Repository Structure

This repository is loosely organized into 11 main categories:

  1. .assets

    • An assets directory housing images and assets used throughout the directory (EACH FILE HAS AN MD5SUM TO VERIFY FILE INTEGRITY)
  2. .docker

    • A configuration and secrets directory for all things docker
  3. .github

    • A configuration and secrets directory for all things github
  4. .kube

    • A configuration and secrets directory for all things kubernetes
  5. .secrets

    • A configuration and secrets directory for all things secret
  6. Analyses

    • The Analyses directory that houses a variety of analyses across multiple toolings
  7. Applications

    • The Applications directory houses any and all affiliated applications to the housing repository
  8. Automation

    • The Automation directory will contain automation and tooling for deploying and utilizing the repository
  9. Charts

    • The Charts directory will container Helm Charts related to this repository
  10. Infrastructure

    • The Infrastrucutre directory contains information relate to Ansible and Terraform for continuously deployed infrastructure
  11. Lakes

    • The Lakes Directory will house the information related to any and all data lakes within the organization
  12. Pipelines

    • This will contain any pipelines related to the overall repisitory and is tooling dependent
  13. Queries

    • The Queries directory contains SQL Like queries that are stored for IaC purposes
  14. Warehouse

    • The Warehouse directory contains information on how to interact with the Data Warehouse for the respective organization
  15. dataengctl

    • The dataengctl houses the binary that allows you to work with a variety of tooling at the organization's disposal

Navigating Repository

The above showcases the directories that are contained within the repository. All directories labeled with . in front, such as .secrets are meant to be ignored, and nothing should ever be commited inside of these directories. The main directories are each provided with a README.md that tells you how you should interact with the repository in that particular directory.
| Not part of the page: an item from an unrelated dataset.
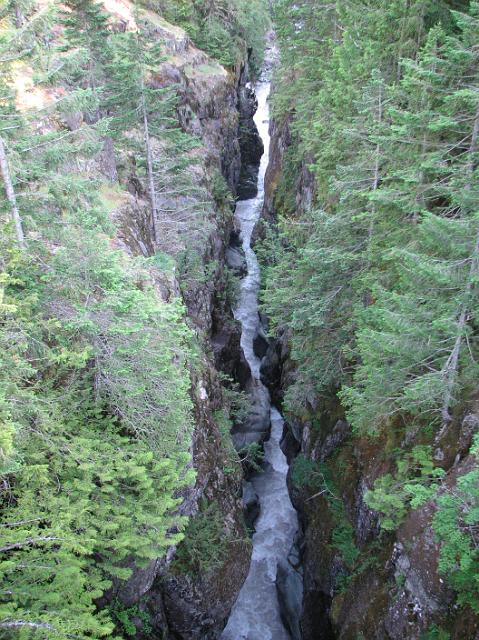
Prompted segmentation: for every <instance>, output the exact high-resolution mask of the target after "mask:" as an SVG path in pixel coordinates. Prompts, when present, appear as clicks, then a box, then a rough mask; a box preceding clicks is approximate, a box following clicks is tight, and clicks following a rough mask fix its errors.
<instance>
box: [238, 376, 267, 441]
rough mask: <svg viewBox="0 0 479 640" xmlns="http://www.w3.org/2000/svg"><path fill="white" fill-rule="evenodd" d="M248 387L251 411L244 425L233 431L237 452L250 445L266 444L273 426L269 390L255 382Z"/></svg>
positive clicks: (251, 383) (248, 415)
Getting Started with dataenctl

To get started with dataengctl, you should create a configuration file wihtin your home directory. It should be named ~/.dataeng and should be a hidden directory. In this directory you should create a file called config.yaml, which contains the secrets and credentials needed to work with dataengctl. The config should look something like this:

jiraConfig:
  token: YOURJIRATOKEN
  url: YOURJIRAURL
  username: YOURUSERNAME
salesForceConfig:
  url: YOURSALESFORCEURL
  username: YOURSALESFORCEUSERNAME
  password: YOURSALESFORCEPASSWORD
  token: YOURSALESFORCETOKEN
  clientID: YOURSALESFORCEORGCLIENTID
  apiVersion: YOURSALESFORCEDEFUALTAPI

Installing dataengctl

To install dataengctl you need to make sure you have two things installed

  1. You Want jq installed on your local host
  2. You want go installed on your local host

Working with dataengctl

To work with dataengctl you can use the makefile that is housed within the dataengctl directory, or you can build it directly in that directory. All Binary files are ignored by default within that directory.

  1. Build the dataengctl binary
    • go build -o dataengctl
  2. Afterwards run the binary specifying it with --help
 rbarrett@MacBook-Pro-2  ~/Git/dataeng   DATAENG-19 ●  . --help                                                      1 ↵  10130  11:38:37
gets you data from different sources

Usage:
  dataengctl [command]

Available Commands:
  analyze     Analyze something
  completion  generate the autocompletion script for the specified shell
  help        Help about any command
  jira        Interact with jira
  salesforce  Interact with salesforce

Flags:
      --config-file string   path to config file
      --debug                specify debug level
  -h, --help                 help for dataengctl

Use "dataengctl [command] --help" for more information about a command.

As a result, you can see that there are several commands that are available

    1. analyze
    1. completion
    1. help
    1. jira
    1. salesforce

To interact with Jira and Salesforce or anything that is using the config.yaml mappings, you will need to specify the command as follows:

    1. Intreracting with analyze command specifying the config path
. analyze --issue-type Escalation --project-key FIELD --config-file ${HOME}/.dataeng/config.yaml | jq "."
    1. Interacting with jira command specifying the config path
. jira issue list --issue-type Escalation --project-key FIELD --config-file ${HOME}/.dataeng/config.yaml | jq ".pri"
    1. Interacting with salesforce command specifying the config path
. salesforce query "SELECT+name+from+Account" --config-file ${HOME}/.dataeng/config.yaml | jq "."

Without jq installed on your machine the default JSON output will not look pretty. All output is default to JSON format.